Отец, разумеется, возражать. Но сын разве слушает? Разве вообще умеют, хотят они слушать, умники эти, юнцы? Они же лучше взрослых все знают. Даже Ксюша, при всей своей женственной мягкости, гибкости, насколько волевая, с характером (чего бы, вообще, достигла на сцене без этого, даже с талантом своим, даже с мужниным покровительством и поддержкой?), и то не в силах в такие минуты их примирить. И тоже начинает орать:
— Дураки! Идиоты! Из-за чего? И это называется интеллигентные люди, родня называется — сын и отец?

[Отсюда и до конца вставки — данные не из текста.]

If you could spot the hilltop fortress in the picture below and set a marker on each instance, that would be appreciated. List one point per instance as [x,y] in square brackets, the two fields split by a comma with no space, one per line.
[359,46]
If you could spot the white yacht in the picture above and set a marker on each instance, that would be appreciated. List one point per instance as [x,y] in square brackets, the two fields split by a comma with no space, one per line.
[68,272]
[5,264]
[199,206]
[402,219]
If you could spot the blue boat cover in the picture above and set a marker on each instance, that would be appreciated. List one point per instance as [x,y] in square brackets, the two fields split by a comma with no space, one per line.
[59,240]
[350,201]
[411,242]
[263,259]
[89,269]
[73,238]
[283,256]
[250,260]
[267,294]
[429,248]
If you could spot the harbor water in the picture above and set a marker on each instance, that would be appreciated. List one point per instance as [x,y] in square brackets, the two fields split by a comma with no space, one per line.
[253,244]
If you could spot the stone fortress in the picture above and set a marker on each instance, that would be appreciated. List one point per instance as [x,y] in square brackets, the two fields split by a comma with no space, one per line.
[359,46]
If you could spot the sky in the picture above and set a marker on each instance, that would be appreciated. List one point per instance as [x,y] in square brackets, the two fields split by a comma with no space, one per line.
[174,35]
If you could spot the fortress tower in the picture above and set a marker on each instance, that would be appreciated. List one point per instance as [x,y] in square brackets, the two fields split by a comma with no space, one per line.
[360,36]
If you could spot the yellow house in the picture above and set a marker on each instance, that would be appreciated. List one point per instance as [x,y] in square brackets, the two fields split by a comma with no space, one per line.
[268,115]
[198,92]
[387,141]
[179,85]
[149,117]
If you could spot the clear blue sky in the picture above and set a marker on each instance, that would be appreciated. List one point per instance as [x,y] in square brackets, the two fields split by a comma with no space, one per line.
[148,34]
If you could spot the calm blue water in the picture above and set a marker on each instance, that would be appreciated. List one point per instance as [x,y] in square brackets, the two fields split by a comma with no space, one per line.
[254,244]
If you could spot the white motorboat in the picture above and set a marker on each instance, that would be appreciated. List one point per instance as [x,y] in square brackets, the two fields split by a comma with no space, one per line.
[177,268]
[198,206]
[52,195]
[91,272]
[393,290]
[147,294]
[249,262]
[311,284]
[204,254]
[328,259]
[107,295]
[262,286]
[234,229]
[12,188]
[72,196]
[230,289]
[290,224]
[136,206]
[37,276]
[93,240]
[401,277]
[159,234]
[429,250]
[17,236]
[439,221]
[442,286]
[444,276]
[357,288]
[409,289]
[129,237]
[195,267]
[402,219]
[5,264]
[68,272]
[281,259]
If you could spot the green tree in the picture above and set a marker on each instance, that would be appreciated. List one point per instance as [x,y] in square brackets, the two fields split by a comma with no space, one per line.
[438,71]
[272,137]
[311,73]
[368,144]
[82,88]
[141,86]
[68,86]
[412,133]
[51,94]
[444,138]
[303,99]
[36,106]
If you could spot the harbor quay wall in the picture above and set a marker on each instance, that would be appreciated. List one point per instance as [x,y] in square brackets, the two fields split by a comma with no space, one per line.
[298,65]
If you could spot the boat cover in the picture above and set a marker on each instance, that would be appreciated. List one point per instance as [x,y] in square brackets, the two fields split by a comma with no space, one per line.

Чего же еще от чужих, от безмозглых мещан тогда ожидать?
А сын свое:
— До полицейского государства, почти до фашистского произвола страну довели!
— Что-о-о! — вскидывает кулаки на сына отец. — Да за такие слова… Сосунок!
— Только посмей! — холодно подступает к высокой малахитовой вазе Андрей, кладет ладонь на нее. — Только попробуй!
— Дмитрий! — бросается Ксюша к мужу с мольбой. — Отец называется! Да сын же, мальчишка совсем! Сам говоришь — сосунок. Как же ты городом, почти миллионом людей можешь управлять, если сына спокойно выслушать не в состоянии, правдой своей убедить? Кулаки сразу в ход. Как же с чужими тогда?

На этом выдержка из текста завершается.